Raspberry Chicken

Raspberry Chicken

May 6, 2019

By:

Ingredients
  • ***SPICY RASPBERRY GLAZE***
  • 1/2 pound raspberry jelly or jam
  • 2 ounces chicken broth
  • 1/2 teaspoon cayenne pepper
  • 2 ounces maple-raspberry vinaigrette dressing
  • ***RASPBERRY CHICKEN***
  • 4 - 8 oz. boneless skinless chicken breasts
  • 1/2 cup maple-raspberry vinaigrette
  • (see below)
  • 4 teaspoons pine nuts
  • toasted
  • 1 cup spicy raspberry glaze
  • (see below)
  • ***MAPLE RASPBERRY VINAIGRETTE***
  • 1/2 cup raspberry vinegar
  • (see below)
  • 1/2 cup olive oil
  • 1/2 cup vegetable oil
  • 1/2 cup maple syrup
  • 2 tablespoons Dijon mustard
  • 2 tablespoons dried tarragon leaves
  • OR 4 tablespoons fresh
  • 1 dash salt to taste
  • ***RASPBERRY VINEGAR***
  • 1 cup white vinegar
  • 1 cup red vinegar
  • 1/2 cup fresh or frozen raspberries
Directions
  • Step 1 Glaze: Combine all ingredients in saucepan.

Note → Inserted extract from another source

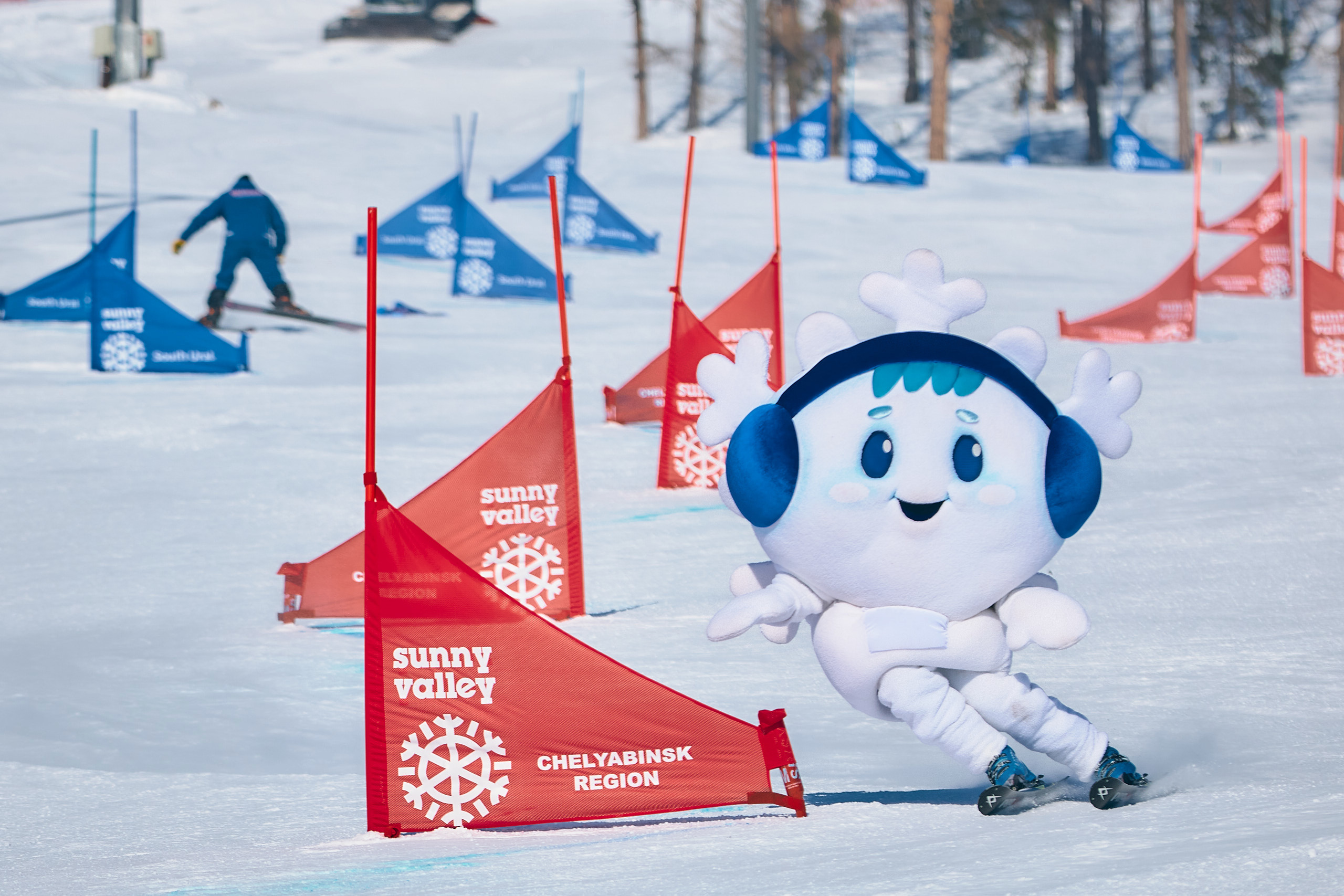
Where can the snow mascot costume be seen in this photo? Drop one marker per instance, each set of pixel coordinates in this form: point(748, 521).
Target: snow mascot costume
point(908, 491)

Bring to a boil, reduce heat, simmer 15 minutes. Cool mixture and hold for use.
  • Step 2 Chicken: Prepare Maple-Raspberry Dressing, pour vinaigrette evenly over chicken breasts and marinate for 2 hours. Grill chicken breasts. After turning once, brush each breast with 1 ounce of the Spicy Raspberry Glaze and continue to cook. When chicken is done, place on plate and brush each breast with an additional 1 ounce of Spicy Glaze. Top with 1 teaspoon of toasted pine nuts per serving.
  • Step 3 Maple Raspberry Vinaigrette: Whisk together ingredients in a bowl. Raspberry Vinegar: Combine vinegars with 1/2 cup raspberries. Cover and let sit 48 hours. Strain the vinegar and store at room temperature.